Ainsi, dans le cadre de nouveaux contrats, "l’augmentation des prix est répercutée dans 65% des cas, en totalité dans 40% des cas, et en partie dans 25% des cas."

Sans surprise, cette hausse exceptionnelle a pris de court les Belges qui pensaient investir. Selon l’enquête de la Confédération de la construction, sur 325 entrepreneurs, 61% font face à une baisse des nouveaux contacts. "Dans 13% des cas, le client potentiel annule son projet.”

Une hausse à mettre en perspective

La Fédération des Entrepreneurs Généraux de la Construction, quant à elle, tient à mettre cette hausse en perspective. Comme le rappelle son directeur général, Patrice Dresse, il faut remonter au premier confinement pour comprendre cette augmentation des prix des matières premières.

A l’époque, le secteur de la rénovation, des vérandas ou encore des piscines a connu une hausse spectaculaire, "atteignant parfois 100% d’augmentation du volume d’affaires". A l’inverse, l’offre était en légère diminution, notamment parce que la chaîne logistique mondiale était bousculée par la pandémie.

"En 2021, le secteur a donc commencé à mettre en œuvre massivement toutes ses commandes qui avaient été passées en 2020. On a donc pris trois à six mois de retard dans l’ensemble de nos chantiers", continue Patrice Dresse.

Petit à petit, les entreprises ont donc résorbé leur retard, et le court normal des choses aurait pu reprendre dans le courant de l’année 2022. Mais la guerre en Ukraine est venue ajouter un nouveau coup de pression sur les prix des matériaux – le pays étant un important exportateur de matières premières.

C’est clair que le nombre de demandes baisse par rapport à la période 2020-2021 qui a été extraordinaire.

Pour autant, si la demande actuelle paraît s’affaiblir, c’est aussi au regard des chiffres exceptionnels réalisés durant le confinement. "A l’avenir, on conçoit donc une légère baisse de 15 à 20% d’un certain nombre de marchés.

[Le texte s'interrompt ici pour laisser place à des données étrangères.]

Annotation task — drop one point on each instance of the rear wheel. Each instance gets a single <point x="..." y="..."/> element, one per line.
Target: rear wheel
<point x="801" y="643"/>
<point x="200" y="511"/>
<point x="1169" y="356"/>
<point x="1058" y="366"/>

Mais cela n’a rien de dramatique", explique Patrice Dresse.

"On a une demande. Mais c’est clair que le nombre de demandes baisse par rapport à la période 2020-2021 qui a été extraordinaire", relativise-t-il.

Il reste la question de la stabilité de la chaîne logistique et des délais de livraison. "C’est cette instabilité qui fait que la construction a des difficultés. Elle a des difficultés à planifier, à organiser les chantiers. Mais il n’y a pas de crise de la demande", répète-t-il.

"Cela veut simplement dire qu’aujourd’hui, au lieu de lancer certains projets, ils ont une attitude attentiste jusqu’à ce que la chaîne logistique se remette en place."

Une brique dans le ventre

Si le directeur général de la Fédération des entrepreneurs généraux de la construction admet que le secteur vit des moments difficiles, il reste donc confiant. "Quand on a zéro ou un pourcent sur son compte bancaire mais qu’on a quatre à cinq pourcent d’inflation, les Belges retourneront vers le secteur de l’immobilier tôt ou tard."

En témoignent les candidats à la construction et à la rénovation présents à Batibouw. Bien que moins nombreux qu’à l’accoutumée, bon nombre de participants auraient passé commande, selon l’organisateur Frédéric François. D’après lui, "les exposants qui sont là pour le moment sont satisfaits."

Les Belges gardent donc "une brique dans le ventre". S’ils sont 84% à considérer qu’acheter un logement coûte trop cher, comme il en ressort d’un sondage iVox publié la semaine dernière à l’occasion de l’ouverture de Batibouw, près de quatre Belges sur dix seraient occupés à construire ou rénover pour l’instant, l’ont fait au cours des deux dernières années ou prévoient de le faire dans l’année.